The IPO Transaction clause defines the terms and conditions that apply when a company undertakes an initial public offering (IPO) of its shares. This clause typically outlines the procedures for converting preferred shares to common shares, the rights of existing shareholders during the IPO process, and any obligations the company has to facilitate the offering. By establishing clear rules for how an IPO is handled, the clause ensures that all parties understand their rights and responsibilities, thereby reducing uncertainty and potential disputes during a significant corporate event.
IPO Transaction. Notwithstanding the terms of this Section 5, following the IPO Transaction Closing Date, if and only to the extent any disclosure of information to the Collateral Agent pursuant to this Section 5 would violate, in the reasonable determination of Issuer’s General Counsel acting in good faith, any material Requirements of Law, such disclosure shall be limited solely to that portion of such information, the disclosure of which to the Collateral Agent would be in compliance with such Requirements of Law.
IPO Transaction. (i) If an IPO Transaction occurs on or before the Conversion Date, the Investor will automatically be entitled to payment by the Company of the Cash-Out Amount to the extent the Company receives any proceeds from the sale of FGS Stock in the IPO Transaction. (ii) If an IPO Transaction occurs on or before the Conversion Date and the Investor does not receive the full Cash-Out Amount pursuant to Section 1(a)(i) above in connection therewith, then (A) this Safe’s “Funded Amount” shall be reduced by 80% of any portion of the Cash-Out Amount paid to the Investor pursuant to Section 1(a)(i), and (B) this Safe will automatically convert into the right to immediately receive from the Company a number of shares of FGS Stock equal to the Funded Amount (as reduced pursuant to clause (A) above, if applicable), divided by the IPO Discount Price.
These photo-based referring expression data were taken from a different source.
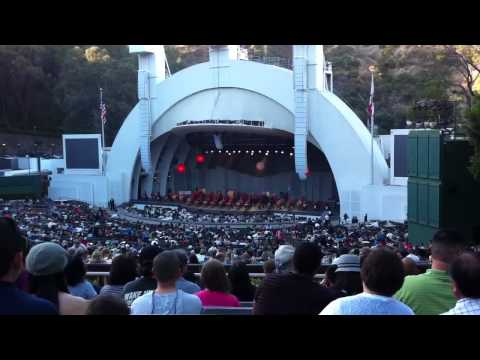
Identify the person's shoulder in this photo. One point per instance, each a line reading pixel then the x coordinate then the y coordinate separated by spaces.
pixel 71 298
pixel 414 281
pixel 187 295
pixel 38 305
pixel 142 299
pixel 334 307
pixel 130 286
pixel 404 309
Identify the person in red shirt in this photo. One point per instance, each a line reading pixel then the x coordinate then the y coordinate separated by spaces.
pixel 216 286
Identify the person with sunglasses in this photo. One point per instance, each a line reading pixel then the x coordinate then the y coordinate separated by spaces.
pixel 166 299
pixel 13 249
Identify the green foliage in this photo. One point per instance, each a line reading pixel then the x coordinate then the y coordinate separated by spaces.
pixel 55 88
pixel 473 130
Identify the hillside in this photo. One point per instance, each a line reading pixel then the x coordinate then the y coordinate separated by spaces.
pixel 53 89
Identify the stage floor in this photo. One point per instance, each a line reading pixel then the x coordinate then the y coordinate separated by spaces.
pixel 219 210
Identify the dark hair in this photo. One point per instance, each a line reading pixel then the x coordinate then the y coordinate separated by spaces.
pixel 146 257
pixel 123 270
pixel 363 254
pixel 166 266
pixel 307 258
pixel 330 274
pixel 47 287
pixel 193 259
pixel 348 282
pixel 241 285
pixel 108 305
pixel 75 271
pixel 382 272
pixel 409 266
pixel 213 276
pixel 182 257
pixel 465 272
pixel 269 266
pixel 447 245
pixel 11 243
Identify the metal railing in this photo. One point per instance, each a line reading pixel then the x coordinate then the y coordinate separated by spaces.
pixel 104 275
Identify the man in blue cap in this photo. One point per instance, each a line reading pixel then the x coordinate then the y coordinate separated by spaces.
pixel 13 301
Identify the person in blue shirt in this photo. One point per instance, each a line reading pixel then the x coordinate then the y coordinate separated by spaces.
pixel 77 284
pixel 182 283
pixel 13 249
pixel 382 276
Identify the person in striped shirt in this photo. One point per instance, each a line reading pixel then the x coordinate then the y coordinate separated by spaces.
pixel 465 273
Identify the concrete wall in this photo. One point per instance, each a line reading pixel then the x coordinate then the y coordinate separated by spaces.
pixel 92 189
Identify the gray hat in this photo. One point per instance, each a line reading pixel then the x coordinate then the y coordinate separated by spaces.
pixel 284 255
pixel 46 259
pixel 350 263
To the extent FGS receives net proceeds (after deduction of underwriting commissions and applicable offering expenses) from the sale of FGS Stock with respect to any underwriter overallotment shares in the IPO Transaction, FGS shall redeem the shares of FGS Stock transferred by the Company to the Investor pursuant to this Section 1(a)(ii) at a price per share equal to the per Unit price at which Units are sold in the IPO.
IPO Transaction. The Offering Statement shall have been qualified by the SEC and the underwriters and MiT have agreed to cause the initial public offering of NLM to become effective.
IPO Transaction. (i) If an IPO Transaction occurs on or before the Conversion Date, the Investor will automatically be entitled to payment by the Company of the Cash-Out Amount to the extent the Company receives any proceeds from the sale of FGS Stock in the IPO Transaction. (ii) If an IPO Transaction occurs on or before the Conversion Date and the Investor does not receive the full Cash-Out Amount pursuant to Section 1(a)(i) above in connection therewith, then (A) this Safe’s “Funded Amount” shall be reduced by 80% of any portion of the Cash-Out Amount paid to the Investor pursuant to Section 1(a)(i), and (B) this Safe will automatically convert into the right to immediately receive from the Company a number of shares of FGS Stock equal to the Funded Amount (as reduced pursuant to clause (A) above, if applicable), divided by the IPO Discount Price.
IPO Transaction. The Registration Statement shall have been declared effective by the SEC and the underwriters and MiT have agreed to cause the initial public offering of NLM to become effective.